Makini’s early exposure to concert dance was through African dance and capoeira performances on California college campuses where their Pan-Africanist parents studied and worked. They began dance training in college with Umfundalai, Kariamu Welsh’s contemporary African dance technique. Makini's work is influenced by various sources, including early informal family dance parties; technical training in contemporary African dance, contemporary dance, and performance; sociological movement research; and anatomy study.

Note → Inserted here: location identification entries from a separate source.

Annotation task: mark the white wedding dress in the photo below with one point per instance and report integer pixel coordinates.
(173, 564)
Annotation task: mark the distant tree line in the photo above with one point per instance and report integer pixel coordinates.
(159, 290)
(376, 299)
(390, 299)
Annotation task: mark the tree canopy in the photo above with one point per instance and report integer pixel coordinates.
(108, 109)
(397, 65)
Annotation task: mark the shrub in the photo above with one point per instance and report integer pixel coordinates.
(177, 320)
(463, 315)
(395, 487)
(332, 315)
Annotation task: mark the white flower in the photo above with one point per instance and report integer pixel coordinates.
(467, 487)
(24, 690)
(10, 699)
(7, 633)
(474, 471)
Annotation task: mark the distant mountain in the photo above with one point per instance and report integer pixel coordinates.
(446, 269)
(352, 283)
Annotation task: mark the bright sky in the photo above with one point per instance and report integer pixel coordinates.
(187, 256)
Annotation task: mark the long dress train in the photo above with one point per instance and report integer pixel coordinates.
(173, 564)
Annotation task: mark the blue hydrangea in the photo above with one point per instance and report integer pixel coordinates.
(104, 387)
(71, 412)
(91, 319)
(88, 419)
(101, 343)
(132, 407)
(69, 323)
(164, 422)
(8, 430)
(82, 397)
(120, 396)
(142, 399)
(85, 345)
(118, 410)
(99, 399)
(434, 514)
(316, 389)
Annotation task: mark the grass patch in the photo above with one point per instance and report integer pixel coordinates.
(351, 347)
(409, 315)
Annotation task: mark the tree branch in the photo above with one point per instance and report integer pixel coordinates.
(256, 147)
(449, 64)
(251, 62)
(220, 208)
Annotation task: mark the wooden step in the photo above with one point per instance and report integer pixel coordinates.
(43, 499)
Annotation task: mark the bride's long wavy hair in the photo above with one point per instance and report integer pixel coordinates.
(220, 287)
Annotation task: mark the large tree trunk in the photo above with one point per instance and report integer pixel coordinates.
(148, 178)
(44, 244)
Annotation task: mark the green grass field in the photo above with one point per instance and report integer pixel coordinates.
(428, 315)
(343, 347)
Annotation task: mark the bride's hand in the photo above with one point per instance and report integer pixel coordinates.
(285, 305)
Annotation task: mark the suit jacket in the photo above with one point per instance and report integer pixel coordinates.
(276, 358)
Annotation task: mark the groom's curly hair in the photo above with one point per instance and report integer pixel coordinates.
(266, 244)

In 2019, Makini received a Foundation for Contemporary Arts Emergency Grant to perform terrestrial during the American Realness festival at the Bronx Academy of Art and Dance. This piece explored an ongoing theme in their work, an examination of humans as earth and Black humans as having a long, continuing terrestrial history that far precedes and will outlive white supremacy’s oppressions. Since 2010 they have been co-creating the Let ‘im Move You series of performance and visual works around J-Sette performance and culture with Jermone Donte Beacham.
Collaboration is often essential for Makini's work, for which nurturing small communities through equity is a central working ethos. They have previously danced with Marianela Boán, Silvana Cardell, devynn emory, Emmanuelle Hunyh, Tania Isaac, Ligia Lewis, Kun-Yang Lin, C. Kemal Nance, Marissa Perel, Leah Stein, Keith Thompson, Kate Watson-Wallace, Reggie Wilson, Jesse Zaritt, and Kariamu Welsh (as a member of Kariamu & Company: Traditions). As a performer, they have collaborated with Merián Soto.
Makini has received various awards including a Pew Center for Arts & Heritage Fellowship (2012), an Independence Foundation Fellowship (2016), a Sacatar Foundation Brazil, Sacatar Residency Fellowship (2017), and the Queer! Art Prize for Let ‘im Move You: This Is a Formation (2019).
Makini holds a B.A. from Swarthmore College and an M.F.A. from Temple University. They were also an Assistant Professor of Dance at Swarthmore College from 2009-2018.